Covid-19 outbreak was a boon for China’s online eduction, e-commerce and social networking, China Internet Report finds
- Covering 131 pages, the China Internet Report 2020 by SCMP Research covered the top trends to affect China’s technology industry last year
- The report zoomed in on 10 segments: e-commerce, content and media, social and messaging, 5G, artificial intelligence, smartphones and smart devices, autonomous cars, fintech, online education, and health care.
The coronavirus pandemic, one of humanity’s worst public health crisis in the past century, was nonetheless a boon for China’s edtech industry, as the internet and digital technology enabled millions of out-of-school children to remain educated, occupied and engaged at home.
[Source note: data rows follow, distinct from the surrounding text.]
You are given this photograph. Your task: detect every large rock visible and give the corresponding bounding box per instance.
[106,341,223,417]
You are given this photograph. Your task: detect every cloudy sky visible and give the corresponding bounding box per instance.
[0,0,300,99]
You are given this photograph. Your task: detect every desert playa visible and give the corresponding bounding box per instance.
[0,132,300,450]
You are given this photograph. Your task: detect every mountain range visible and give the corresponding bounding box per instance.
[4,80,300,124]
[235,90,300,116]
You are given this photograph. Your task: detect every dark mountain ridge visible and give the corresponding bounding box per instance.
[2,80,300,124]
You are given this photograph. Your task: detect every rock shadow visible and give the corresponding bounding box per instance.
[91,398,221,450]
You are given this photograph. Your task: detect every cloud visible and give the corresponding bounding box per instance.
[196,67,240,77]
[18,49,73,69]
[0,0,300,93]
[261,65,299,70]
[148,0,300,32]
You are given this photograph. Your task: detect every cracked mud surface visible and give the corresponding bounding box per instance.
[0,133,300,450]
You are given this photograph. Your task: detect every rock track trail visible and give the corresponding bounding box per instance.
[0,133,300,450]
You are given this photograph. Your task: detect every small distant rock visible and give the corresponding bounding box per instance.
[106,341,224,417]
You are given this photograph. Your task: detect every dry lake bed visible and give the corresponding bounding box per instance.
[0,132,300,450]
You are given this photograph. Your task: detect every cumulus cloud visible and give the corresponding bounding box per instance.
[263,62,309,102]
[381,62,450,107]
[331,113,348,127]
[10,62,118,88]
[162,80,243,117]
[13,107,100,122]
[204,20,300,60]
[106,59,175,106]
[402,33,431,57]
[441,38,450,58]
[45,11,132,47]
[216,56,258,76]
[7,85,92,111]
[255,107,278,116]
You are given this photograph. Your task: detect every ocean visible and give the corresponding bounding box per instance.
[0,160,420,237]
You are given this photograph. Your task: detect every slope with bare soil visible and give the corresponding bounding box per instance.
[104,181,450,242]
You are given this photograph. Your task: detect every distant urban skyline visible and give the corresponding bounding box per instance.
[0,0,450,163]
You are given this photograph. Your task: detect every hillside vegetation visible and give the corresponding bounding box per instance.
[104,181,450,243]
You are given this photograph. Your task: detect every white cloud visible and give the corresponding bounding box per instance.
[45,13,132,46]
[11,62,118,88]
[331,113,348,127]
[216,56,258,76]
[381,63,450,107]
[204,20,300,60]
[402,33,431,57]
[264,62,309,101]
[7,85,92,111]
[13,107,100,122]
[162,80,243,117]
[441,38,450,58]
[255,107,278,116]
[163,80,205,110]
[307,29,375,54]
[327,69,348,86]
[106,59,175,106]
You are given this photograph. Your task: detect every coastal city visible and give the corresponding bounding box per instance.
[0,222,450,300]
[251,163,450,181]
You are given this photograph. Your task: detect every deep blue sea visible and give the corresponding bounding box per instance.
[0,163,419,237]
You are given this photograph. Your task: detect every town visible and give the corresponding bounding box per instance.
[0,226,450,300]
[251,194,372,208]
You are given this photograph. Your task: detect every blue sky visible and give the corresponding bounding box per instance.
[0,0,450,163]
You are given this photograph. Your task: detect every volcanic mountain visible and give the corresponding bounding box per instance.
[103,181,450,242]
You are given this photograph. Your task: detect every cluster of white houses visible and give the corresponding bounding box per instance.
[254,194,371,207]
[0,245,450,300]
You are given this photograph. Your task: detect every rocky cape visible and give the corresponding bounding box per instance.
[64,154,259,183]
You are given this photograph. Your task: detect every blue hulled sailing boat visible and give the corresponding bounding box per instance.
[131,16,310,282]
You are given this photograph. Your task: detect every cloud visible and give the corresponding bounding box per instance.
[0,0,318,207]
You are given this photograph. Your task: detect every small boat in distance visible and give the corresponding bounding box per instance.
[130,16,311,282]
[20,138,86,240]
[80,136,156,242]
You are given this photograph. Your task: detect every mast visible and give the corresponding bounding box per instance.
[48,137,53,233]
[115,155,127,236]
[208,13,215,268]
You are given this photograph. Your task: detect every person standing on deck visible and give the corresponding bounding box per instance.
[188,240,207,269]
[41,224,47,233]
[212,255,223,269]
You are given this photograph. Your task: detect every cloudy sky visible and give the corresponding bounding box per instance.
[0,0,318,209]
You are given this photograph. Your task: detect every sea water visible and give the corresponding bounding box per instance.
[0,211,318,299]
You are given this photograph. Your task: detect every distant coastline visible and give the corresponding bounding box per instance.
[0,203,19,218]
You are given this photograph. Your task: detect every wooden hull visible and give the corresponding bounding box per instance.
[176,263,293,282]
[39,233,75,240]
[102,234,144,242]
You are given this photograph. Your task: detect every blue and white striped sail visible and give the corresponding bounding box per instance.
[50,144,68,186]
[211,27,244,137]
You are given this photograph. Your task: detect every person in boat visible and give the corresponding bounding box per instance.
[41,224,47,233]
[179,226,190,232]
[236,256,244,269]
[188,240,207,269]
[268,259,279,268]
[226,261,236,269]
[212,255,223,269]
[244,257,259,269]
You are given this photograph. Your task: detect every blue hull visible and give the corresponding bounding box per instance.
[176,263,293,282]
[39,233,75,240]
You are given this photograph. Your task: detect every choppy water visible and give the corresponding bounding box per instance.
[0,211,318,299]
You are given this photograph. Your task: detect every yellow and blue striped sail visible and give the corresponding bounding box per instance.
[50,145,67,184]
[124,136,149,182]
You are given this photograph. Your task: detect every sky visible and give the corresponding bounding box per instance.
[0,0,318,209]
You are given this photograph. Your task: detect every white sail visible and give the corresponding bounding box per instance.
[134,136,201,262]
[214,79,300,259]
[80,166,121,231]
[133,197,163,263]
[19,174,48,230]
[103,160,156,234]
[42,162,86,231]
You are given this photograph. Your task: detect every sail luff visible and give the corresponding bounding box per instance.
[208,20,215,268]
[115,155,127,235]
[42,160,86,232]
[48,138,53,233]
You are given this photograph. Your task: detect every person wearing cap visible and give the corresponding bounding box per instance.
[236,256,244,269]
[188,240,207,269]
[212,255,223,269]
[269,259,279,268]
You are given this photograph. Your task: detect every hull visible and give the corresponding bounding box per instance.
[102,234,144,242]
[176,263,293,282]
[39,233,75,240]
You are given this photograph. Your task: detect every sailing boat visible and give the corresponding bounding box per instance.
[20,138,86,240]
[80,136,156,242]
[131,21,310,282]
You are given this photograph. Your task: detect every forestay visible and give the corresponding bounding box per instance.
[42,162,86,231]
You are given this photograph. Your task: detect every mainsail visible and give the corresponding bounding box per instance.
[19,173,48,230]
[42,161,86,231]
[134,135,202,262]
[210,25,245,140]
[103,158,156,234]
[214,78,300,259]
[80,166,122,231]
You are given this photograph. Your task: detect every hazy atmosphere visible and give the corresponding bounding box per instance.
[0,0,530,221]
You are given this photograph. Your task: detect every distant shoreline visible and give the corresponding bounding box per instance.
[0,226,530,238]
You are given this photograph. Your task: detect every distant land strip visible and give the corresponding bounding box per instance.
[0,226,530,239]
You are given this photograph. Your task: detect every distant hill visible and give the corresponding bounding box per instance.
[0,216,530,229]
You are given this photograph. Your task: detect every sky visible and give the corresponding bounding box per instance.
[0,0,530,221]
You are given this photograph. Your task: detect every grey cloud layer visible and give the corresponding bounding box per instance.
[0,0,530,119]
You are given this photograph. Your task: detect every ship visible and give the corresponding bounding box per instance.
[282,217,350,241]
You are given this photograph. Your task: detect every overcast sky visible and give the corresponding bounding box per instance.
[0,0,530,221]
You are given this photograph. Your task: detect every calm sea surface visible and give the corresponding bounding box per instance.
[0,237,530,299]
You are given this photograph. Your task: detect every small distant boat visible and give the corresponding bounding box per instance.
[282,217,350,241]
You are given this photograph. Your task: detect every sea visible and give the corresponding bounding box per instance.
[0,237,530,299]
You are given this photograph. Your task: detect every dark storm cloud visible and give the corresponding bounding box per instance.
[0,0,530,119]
The number of online education users in China were estimated to soar 62 per cent last year to 420 million, a threefold jump in just four years, while the industry’s value was expected to have increased by 41 per cent to US$63.5 billion, more than double since 2017, according to the China Internet Report 2020 .
The booming edtech industry – education supercharged by technology and digitalisation – was one of several industries such as e-commerce, online content and media, and social networking, that had received a boost from the Covid-19 outbreak.
The average time spent by Chinese netizens, already the world’s largest community, stretched to 7.2 hours per person in March 2020 just as Covid-19 reached its apex in the country, an increase of 2.2 hours in just two years, according to the report compiled by SCMP Research. Older people took to the virtual world with gusto during the pandemic, with the age group older than 41 years increasing their usage of mobile internet by 14 per cent in March 2020 compared with a year earlier, outpacing younger users who had perhaps been more deeply immersed in the virtual world earlier, according to the report.
Covering 131 pages, the China Internet Report covered the top trends to affect China’s technology industry in 2020, particularly in the context of the evolving coronavirus pandemic, which was just beginning to wreak its havoc around the world, with perhaps irreversible implications on how people worked, played, interacted and consumed.